Malgré le contexte du ramadan, la manifestation de dimanche dernier, ouverte par le comité des détenus des familles du Rif, fut un véritable succès, avec une participation de 100 000 à 150 000 manifestants. D’autres villes ont manifesté au même moment. Comme lors du M20F, les organisations n’apparaissent pas en tant que telles, même si AWI, la principale opposition islamiste, a fait une démonstration de force.
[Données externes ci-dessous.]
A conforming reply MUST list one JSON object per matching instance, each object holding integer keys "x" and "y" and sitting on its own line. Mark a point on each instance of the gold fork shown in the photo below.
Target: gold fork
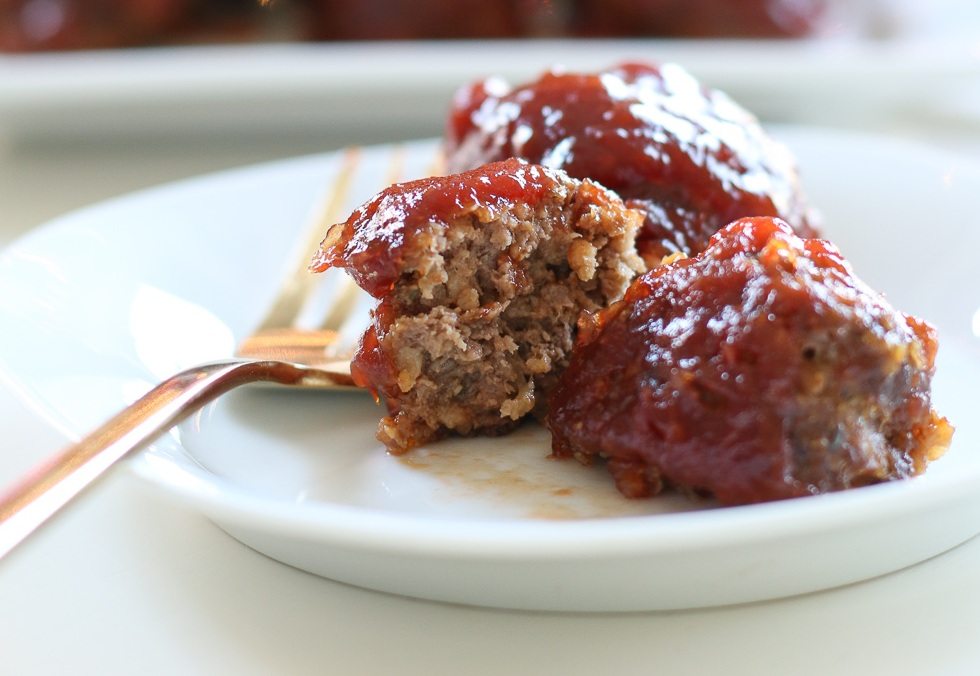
{"x": 276, "y": 352}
Cette initiative a pu unifier les slogans sur des bases progressistes de revendication des droits pour touTEs et annoncé la constitution d’un front pour la défense des libertés, de la dignité et la justice sociale, s’engageant dans tout le pays à construire les mobilisations. Le pouvoir est maintenant confronté à deux processus qui tendent à se combiner : le maintien de la résistance populaire dans le Rif, et le réveil social et démocratique dans les autres régions.
Pour et par en bas
La construction d’un véritable rapport de forces nécessitera de maintenir un cap unitaire, de l’élargir sans céder sur le contenu : la lutte pour la satisfaction des droits sociaux et démocratiques élémentaires, la fin du règne de l’austérité et de la matraque. La construction de fronts enracinés localement, au plus près des urgences concrètes des populations, peuvent asseoir une légitimité populaire, si, comme dans le Rif, ils appuient des processus participatifs, des comités d’action portées par les habitantEs eux-mêmes ou reliés étroitement à eux.
Il s’agit d’avancer vers un mouvement populaire structuré par en bas qui ne dépende pas de l’agenda des organisations, mais qui développe ses propres forces et directions de luttes. C’est ce processus qui permettra de massifier, radicaliser la mobilisation et maintenir l’unité des forces qui luttent réellement pour le changement. Cette dynamique nécessite de chercher les voies de véritables actions de masse et d’un enracinement quotidien de la contestation et des formes de lutte, qui vont au-delà des manifestations et journées d’action, aussi nécessaires soient-elles.
Le pouvoir en difficulté
Le pouvoir cherche à combiner répression et canalisation. Avant ce dimanche 11 juin se sont multipliés les appels de médiation, y compris par des personnalités de gauche, qui visent à focaliser les critiques sur le gouvernement en occultant la monarchie, tout en suggérant des concessions sur le terrain démocratique, laissant la résolution des questions sociales à un agenda ultérieur une fois les « tensions » retombées... D’autres ne veulent retenir que l’aspect « solidarité », la libération des détenuEs et non une résistance globale intégrant des revendications sociales et une lutte plus générale.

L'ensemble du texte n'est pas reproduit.